Call Girls in South Ex (delhi) call me [🔝9953056974🔝] escort service 24X7
WaveNet.pdf
1. Automatic Music Generation
using WaveNet
Presenter : 何冠勳 61047017s
Date : 2022/01/11
Authors: Google DeepMind, Aräon van den Oord et al.
Published in arXiv:1609.03499 [cs.SD]
4. What is WaveNet?
◉ WaveNet is a Deep Learning-based generative model for raw audio developed by Google
DeepMind.
◉ The main objective of WaveNet is to generate new samples from the original distribution of
the data. Hence, it is known as a Generative Model.
“Wavenet is like a language model from NLP.”
◉ In a language model, given a sequence of words, the model tries to predict the next word.
Similar to a language model, in WaveNet, given a sequence of samples, it tries to predict the
next sample.
,where input: {x1 , . . . , xt-1} time series data, output: xt
4
5. Contributions
◉ They show that WaveNets can generate raw speech signals with subjective naturalness
never before reported in the field of text-to-speech (TTS), as assessed by human raters.
◉ In order to deal with long-range temporal dependencies needed for raw audio generation,
they develop new architectures based on dilated causal convolutions, which exhibit very
large receptive fields.
◉ They show that when conditioned on a speaker identity, a single model can be used to
generate different voices.
◉ The same architecture shows strong results when tested on a small speech recognition
dataset, and is promising when used to generate other audio modalities such as music.
5
6. “
“WaveNets provide a generic and flexible
framework for tackling many
applications that rely on audio
generation such as TTS, music, speech
enhancement, and so on.”
6
8. Architecture
8
There are four mechanisms in WaveNet:
Causal dilated convolutions, Gated activation function, Residual and Skip connection.
9. Dilated?
9
Normal convolution Dilated convolution
◉ Enable networks to consider context not just
only in the neighborhood.
◉ Preserves the input resolution throughout the
network.
◉ Exponentially increase the dilation factor results
in exponential receptive field growth with
depth.
10. Causal dilated convolutions
◉ Causal, i.e. prediction p(xt+1|x1, . . . , xt) does not depend on future timesteps xt+1, . . . , xT .

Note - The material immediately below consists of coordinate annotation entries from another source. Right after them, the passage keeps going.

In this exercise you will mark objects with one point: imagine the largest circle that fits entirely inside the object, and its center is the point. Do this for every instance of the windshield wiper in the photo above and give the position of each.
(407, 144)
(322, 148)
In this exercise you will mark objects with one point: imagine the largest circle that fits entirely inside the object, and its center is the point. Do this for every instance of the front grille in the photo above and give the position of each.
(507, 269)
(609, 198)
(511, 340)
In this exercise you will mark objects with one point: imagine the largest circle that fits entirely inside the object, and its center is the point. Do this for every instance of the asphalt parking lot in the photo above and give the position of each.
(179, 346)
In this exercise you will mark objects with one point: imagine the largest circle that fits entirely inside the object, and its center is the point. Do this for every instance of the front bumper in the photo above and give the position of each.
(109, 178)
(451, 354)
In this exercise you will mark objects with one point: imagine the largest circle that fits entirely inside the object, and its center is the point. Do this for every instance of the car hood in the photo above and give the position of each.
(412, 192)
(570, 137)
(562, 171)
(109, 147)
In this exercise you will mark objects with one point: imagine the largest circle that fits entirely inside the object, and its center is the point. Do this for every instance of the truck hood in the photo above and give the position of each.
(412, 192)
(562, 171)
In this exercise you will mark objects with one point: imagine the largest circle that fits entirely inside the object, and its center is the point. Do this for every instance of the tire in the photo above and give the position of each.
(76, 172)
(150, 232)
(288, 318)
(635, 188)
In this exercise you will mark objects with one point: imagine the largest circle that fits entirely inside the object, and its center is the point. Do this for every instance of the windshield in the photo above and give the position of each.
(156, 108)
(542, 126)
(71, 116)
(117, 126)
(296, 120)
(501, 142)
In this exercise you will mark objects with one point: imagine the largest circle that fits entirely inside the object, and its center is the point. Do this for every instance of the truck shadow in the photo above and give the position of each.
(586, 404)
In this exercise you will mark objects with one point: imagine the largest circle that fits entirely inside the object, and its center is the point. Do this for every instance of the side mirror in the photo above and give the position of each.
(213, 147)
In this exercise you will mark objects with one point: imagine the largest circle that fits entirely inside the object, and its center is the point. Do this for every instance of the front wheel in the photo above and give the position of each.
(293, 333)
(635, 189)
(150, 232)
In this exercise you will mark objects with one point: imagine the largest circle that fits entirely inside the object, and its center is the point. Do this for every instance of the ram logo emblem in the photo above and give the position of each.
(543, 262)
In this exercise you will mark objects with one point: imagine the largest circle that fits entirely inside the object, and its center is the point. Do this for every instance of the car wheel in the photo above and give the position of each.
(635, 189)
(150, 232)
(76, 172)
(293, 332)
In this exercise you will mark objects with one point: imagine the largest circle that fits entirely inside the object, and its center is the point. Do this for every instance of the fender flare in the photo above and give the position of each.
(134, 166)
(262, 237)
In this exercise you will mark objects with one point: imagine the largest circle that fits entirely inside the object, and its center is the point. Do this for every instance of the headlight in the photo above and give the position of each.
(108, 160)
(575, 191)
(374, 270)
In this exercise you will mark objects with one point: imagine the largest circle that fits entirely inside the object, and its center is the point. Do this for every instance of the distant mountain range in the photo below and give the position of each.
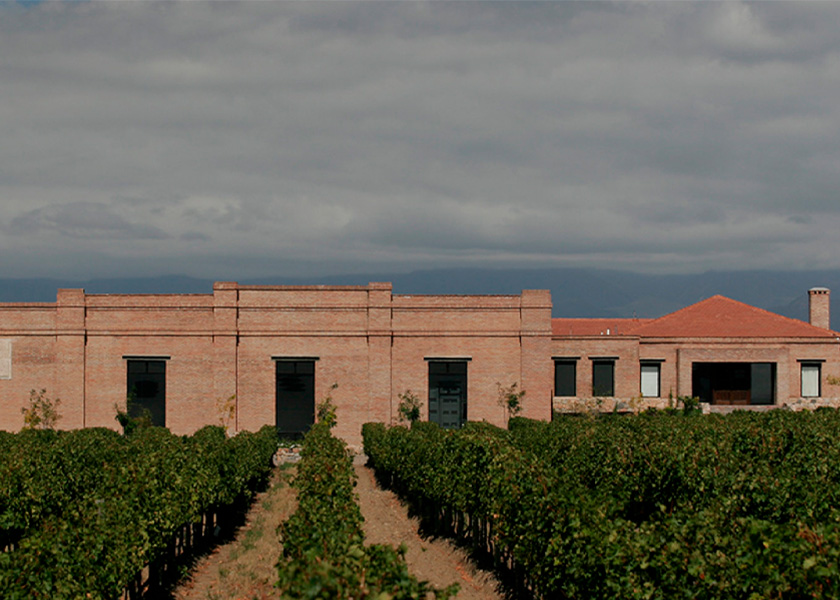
(575, 292)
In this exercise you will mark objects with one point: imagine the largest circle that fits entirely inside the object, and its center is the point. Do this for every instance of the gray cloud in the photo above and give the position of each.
(243, 139)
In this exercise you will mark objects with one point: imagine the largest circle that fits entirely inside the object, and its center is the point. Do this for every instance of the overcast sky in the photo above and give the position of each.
(236, 140)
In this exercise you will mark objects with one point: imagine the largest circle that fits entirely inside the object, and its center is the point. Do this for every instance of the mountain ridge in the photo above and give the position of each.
(575, 292)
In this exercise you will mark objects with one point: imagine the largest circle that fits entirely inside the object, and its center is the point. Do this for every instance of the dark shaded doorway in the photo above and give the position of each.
(448, 393)
(146, 390)
(295, 398)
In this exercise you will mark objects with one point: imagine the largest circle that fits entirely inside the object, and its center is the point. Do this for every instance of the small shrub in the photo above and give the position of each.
(510, 398)
(42, 412)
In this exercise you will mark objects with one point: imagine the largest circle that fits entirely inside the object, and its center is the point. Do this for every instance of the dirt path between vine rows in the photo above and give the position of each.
(437, 560)
(244, 569)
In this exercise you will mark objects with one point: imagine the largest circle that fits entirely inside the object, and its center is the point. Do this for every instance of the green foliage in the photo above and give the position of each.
(89, 508)
(510, 398)
(324, 556)
(409, 407)
(42, 412)
(648, 506)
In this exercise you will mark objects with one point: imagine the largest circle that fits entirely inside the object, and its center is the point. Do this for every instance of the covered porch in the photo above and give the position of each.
(734, 383)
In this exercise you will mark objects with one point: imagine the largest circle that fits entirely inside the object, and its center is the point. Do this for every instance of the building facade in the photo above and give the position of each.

◉ Filter is applied over an area larger than its length by skipping input values with a certain step
○ Allows network to operate on a coarser scale than with a normal convolution, but more efficient
○ A form of “dimensionality reduction” similar to pooling
◉ Stacked dilated convolutions enable very large receptive fields with few layers.
“The receptive field, or sensory space, is a delimited medium where some physiological stimuli
can evoke a sensory neuronal response in specific organisms.”
10
12. Causal dilated convolutions
◉ Implemented in TensorFlow as tf.nn.atrous_conv2d. (Name comes from “à trous” in French, i.e.
“with holes”.)
◉ Paper uses exponentially doubling dilations up to a limit, and then repeated:
1, 2, 4, ..., 512, 1, 2, 4, ..., 512, 1, 2, 4, ..., 512.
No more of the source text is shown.